Wednesday, March 23, 2022

Reflector Oven Baking

Some years ago, we read about a trail baking technique called reflector oven baking. It’s a centuries old technology that works by concentrating the heat from a fire in a small metal (in modern times, aluminum) box. Build a fire at one edge of your fire ring and place the oven next to the fire; not on top of the fire or you’ll risk melting the aluminum oven itself. The fire doesn’t need to be very large, the flames need only be as high as the oven is tall. The small wire rack bisecting the oven is a shelf onto which you can place a baking tray.

Intrigued, we bought one made by SF Canoe out of Sweden, and gave it a try on a car camping trip. It was remarkably successful.

It struck us odd that reflector oven baking wasn’t something we’d learned about in Scouting in the 1980s. Dutch ovens were popular at the time, but reflector oven baking was conspicuous by its absence. As near as we can tell, reflector oven baking was fairly common in Scouting at least through the 1950s, and renowned chef James Beard co-authored a book on outdoor cookery in 1955 that features recipes for it. While perhaps commonplace at one time, it just seems to have waned in popularity among the backcountry set.

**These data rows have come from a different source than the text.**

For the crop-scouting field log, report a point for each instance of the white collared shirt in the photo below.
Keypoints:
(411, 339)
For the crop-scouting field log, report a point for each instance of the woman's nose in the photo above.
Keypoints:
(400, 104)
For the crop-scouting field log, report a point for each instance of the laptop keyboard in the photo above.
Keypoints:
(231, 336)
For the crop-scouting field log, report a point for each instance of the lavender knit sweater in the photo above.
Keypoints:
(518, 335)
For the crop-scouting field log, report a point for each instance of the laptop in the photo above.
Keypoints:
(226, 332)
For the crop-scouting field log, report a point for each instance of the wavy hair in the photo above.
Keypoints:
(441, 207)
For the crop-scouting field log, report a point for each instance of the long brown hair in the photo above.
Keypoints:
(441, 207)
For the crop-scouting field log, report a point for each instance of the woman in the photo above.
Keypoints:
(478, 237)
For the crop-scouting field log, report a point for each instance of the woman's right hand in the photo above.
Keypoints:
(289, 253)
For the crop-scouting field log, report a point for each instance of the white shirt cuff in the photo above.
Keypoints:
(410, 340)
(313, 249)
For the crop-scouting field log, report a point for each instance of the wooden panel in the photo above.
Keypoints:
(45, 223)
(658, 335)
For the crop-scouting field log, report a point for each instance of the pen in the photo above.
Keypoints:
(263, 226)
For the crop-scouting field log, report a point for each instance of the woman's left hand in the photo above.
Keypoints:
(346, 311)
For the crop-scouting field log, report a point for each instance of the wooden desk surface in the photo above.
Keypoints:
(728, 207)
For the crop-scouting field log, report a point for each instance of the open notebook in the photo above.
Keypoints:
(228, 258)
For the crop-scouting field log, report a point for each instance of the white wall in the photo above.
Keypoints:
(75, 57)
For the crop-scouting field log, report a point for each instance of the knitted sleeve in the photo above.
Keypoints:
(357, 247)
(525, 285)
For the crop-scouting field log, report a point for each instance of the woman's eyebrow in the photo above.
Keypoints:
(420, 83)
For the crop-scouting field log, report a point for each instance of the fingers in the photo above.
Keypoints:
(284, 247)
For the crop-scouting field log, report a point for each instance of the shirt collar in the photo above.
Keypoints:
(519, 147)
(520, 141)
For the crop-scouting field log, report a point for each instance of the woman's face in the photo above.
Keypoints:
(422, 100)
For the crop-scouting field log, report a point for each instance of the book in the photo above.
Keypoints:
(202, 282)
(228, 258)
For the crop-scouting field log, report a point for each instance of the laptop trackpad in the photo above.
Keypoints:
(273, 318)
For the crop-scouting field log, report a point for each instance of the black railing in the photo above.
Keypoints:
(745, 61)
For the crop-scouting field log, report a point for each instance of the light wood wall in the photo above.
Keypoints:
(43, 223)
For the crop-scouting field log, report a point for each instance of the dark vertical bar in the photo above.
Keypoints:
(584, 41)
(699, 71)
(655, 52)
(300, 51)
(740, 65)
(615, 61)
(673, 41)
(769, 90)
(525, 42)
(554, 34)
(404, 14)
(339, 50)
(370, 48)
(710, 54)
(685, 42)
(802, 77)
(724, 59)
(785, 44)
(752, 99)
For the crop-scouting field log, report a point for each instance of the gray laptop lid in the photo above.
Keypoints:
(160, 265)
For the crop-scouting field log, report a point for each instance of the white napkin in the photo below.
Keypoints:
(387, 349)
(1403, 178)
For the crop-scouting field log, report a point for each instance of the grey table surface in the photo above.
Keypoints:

We think that’s a terrible loss to the backcountry kitchen. You can bake some remarkable goods on the trail, from breads and biscuits to brownies and cookies (in fact, we once baked a lasagna in this thing). There’s nothing like getting fresh baked goods on a backcountry trip, especially if you’re suffering through prepackaged trail meals.

The freshness, flavor intensity and texture of a hot-out-of-the-oven baked good on the trail can make purchased trail meals less bad, and they can supplement meals you source for yourself in some remarkable ways. In our experience, most outfitter and trail food manufacturer soups are bland. They’re not so bad with a fresh biscuit, and you can give that biscuit all kinds of flavor with seasoning (dried soup powders are excellent for this) that makes everybody forget about the soup entirely.

A good home-made dehydrated chili can be very good, especially if you remember to mix bread crumbs into the ground beef before you cook and dehydrate it (the bread crumbs will absorb moisture when rehydrated, giving the ground beef the texture of ground beef rather than gravel). That same home-made trail chili with a side of freshly baked cornbread is even better; that cornbread with a thin sliver of aged cheddar melted into it while it’s baking is a backcountry culinary experience.

Reflector oven baking isn’t that invasive to travel or to mealtime. The oven itself collapses down and is both thin and light; we tuck it into our CCS food pack. For baking trays, we use the skillet with our GSR Bugaboo cookset for cookies and biscuits, and individual baking trays we found on Amazon for things like brownies and cornbread. Baking mixes will add a bit of weight and bulk to your food pack, but not a lot. And if you inadvertently bake too many brownies or cookies, store them in a spare ziplock and put them in your lunch pack for the following day.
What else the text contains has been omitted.